Alternatively, an IRR of 10% off a project size of $1M would provide a much higher NPV than a project size of $100K with the same IRR.
 
Two projects will only have the same IRR and NPV if the discount rate is the same as their IRR. THis is because at that rate, both will have an NPV of zero.
 
Usually, two projects having the same NPV assumes that the two being discounted at the same rate (there is a small chance that you would use a different discount rate if one project were substantially more risky than the other).

If you suddenly change the discount rate by a little (but still use the same rate for each), and the cash flows come in at different times, you will suddenly have a different NPVs.
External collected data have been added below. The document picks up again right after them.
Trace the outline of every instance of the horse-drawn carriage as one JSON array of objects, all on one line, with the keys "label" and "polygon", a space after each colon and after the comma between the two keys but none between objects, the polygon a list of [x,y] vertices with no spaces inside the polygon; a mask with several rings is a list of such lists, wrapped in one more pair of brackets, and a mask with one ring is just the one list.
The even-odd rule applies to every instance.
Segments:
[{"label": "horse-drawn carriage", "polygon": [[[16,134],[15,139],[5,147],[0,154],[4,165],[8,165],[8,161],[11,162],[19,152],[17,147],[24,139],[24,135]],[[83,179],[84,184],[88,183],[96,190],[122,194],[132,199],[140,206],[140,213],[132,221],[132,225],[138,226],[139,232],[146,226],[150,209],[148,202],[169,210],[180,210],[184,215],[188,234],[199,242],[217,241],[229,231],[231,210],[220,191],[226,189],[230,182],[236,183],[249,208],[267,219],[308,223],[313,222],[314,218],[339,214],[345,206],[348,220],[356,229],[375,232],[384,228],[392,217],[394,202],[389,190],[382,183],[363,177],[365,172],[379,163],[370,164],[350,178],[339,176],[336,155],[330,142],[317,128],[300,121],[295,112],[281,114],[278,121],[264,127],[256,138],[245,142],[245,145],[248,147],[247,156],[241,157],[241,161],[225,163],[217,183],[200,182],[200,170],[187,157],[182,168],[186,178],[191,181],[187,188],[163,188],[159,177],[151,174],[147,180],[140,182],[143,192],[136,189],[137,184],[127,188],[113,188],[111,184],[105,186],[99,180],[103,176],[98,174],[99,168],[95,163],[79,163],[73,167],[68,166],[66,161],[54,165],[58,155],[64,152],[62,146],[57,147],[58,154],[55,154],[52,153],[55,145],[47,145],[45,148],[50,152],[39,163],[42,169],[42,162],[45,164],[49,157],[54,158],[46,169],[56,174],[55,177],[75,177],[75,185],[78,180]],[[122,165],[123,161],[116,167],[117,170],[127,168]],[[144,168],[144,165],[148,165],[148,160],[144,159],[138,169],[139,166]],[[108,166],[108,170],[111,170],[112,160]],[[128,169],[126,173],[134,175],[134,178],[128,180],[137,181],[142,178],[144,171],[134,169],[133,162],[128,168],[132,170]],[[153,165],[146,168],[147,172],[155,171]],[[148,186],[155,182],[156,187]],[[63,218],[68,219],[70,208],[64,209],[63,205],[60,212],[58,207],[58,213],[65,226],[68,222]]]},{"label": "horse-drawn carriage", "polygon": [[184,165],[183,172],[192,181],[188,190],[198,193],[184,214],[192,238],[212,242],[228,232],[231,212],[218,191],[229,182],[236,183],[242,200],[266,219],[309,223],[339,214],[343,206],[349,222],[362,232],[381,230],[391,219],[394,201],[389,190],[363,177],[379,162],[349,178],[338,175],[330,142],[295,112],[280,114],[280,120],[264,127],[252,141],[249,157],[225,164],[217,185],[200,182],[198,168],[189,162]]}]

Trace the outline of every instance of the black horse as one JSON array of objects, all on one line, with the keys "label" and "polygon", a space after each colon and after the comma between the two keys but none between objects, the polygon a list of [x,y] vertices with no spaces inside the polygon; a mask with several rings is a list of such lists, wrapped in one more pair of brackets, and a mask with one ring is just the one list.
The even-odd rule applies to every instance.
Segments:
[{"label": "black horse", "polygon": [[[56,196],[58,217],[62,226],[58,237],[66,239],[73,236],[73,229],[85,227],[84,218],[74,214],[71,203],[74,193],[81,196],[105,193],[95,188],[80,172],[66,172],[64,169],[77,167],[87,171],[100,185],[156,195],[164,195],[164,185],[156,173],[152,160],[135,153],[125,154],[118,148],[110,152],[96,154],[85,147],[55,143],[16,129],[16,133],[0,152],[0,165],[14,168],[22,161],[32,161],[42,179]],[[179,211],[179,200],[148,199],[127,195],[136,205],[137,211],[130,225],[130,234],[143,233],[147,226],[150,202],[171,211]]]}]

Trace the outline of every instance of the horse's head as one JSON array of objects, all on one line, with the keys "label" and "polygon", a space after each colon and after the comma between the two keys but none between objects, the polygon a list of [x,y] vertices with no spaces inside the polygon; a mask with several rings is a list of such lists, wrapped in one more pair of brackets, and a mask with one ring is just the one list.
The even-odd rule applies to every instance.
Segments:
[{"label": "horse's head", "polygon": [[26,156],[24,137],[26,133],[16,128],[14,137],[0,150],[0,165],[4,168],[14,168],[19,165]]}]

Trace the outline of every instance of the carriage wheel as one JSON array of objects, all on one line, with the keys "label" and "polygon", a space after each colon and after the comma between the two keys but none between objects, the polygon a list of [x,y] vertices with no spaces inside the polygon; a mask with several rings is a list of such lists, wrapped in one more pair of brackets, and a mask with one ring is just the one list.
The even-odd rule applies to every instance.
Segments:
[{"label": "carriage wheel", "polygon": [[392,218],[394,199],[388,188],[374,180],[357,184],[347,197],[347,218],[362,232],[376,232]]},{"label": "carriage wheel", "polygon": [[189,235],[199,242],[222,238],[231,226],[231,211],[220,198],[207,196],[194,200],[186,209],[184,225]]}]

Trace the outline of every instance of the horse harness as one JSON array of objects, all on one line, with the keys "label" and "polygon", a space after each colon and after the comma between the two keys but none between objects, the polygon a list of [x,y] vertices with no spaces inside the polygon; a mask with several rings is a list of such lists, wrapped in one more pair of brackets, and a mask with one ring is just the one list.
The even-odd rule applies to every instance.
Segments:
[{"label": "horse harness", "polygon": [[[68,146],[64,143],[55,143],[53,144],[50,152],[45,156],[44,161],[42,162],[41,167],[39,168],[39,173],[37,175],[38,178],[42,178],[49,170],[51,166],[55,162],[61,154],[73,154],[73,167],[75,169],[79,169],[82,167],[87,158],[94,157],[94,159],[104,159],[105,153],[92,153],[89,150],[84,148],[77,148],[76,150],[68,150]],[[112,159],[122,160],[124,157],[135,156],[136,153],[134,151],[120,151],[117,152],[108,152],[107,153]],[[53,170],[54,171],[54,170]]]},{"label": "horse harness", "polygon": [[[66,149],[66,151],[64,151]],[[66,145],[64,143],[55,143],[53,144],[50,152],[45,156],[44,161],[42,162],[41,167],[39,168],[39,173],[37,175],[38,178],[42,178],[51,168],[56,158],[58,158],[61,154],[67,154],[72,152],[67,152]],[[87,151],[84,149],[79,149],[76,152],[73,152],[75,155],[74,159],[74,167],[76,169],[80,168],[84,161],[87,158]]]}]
However, if each NPV is positive, the projects are (if non-exclusive) still worth doing.

It is very possible that one project will still be profitable (i.e. NPV>0) at a higher discount rate than the other, and that NPV=0 at different discount rates. Therefore they do not have the same IRR, necessarily.

So, the answer is that it is possible that two projects with the same NPV could have the same IRR, but there is no reason that two projects with the same NPV *must* have the same IRR.
 
After reading bchadwick's answer, I'm adding to mine. Two projects can hjave the same discount rate and IRR in only two cases:

1) the NPV profiles are different, but they have the same IRR -- and you calculate the NPVs of both projects at the common IRR (in this case, NPV will be zero). However, for these two projects, the NPV will differ for all other discoutn rates

2) The two projects have identical cash flows in all years. In this case, the two projects are (by definition) identical.

In any other case, either the two NPV profiles never cross (so that the projects never have identical NPVs, or they do cross. But in the lst case, they will have identical NPVs only at this crossover rates. At all other rates, the NPVS would differ (including the rate that forces one or the other to a zero NPV). So, in this case, since they have different NPVs, the rate that results in a zero NPV for project (A) will not result in a zero NPV for project (B). Therefore, it's not (B)'s IRR.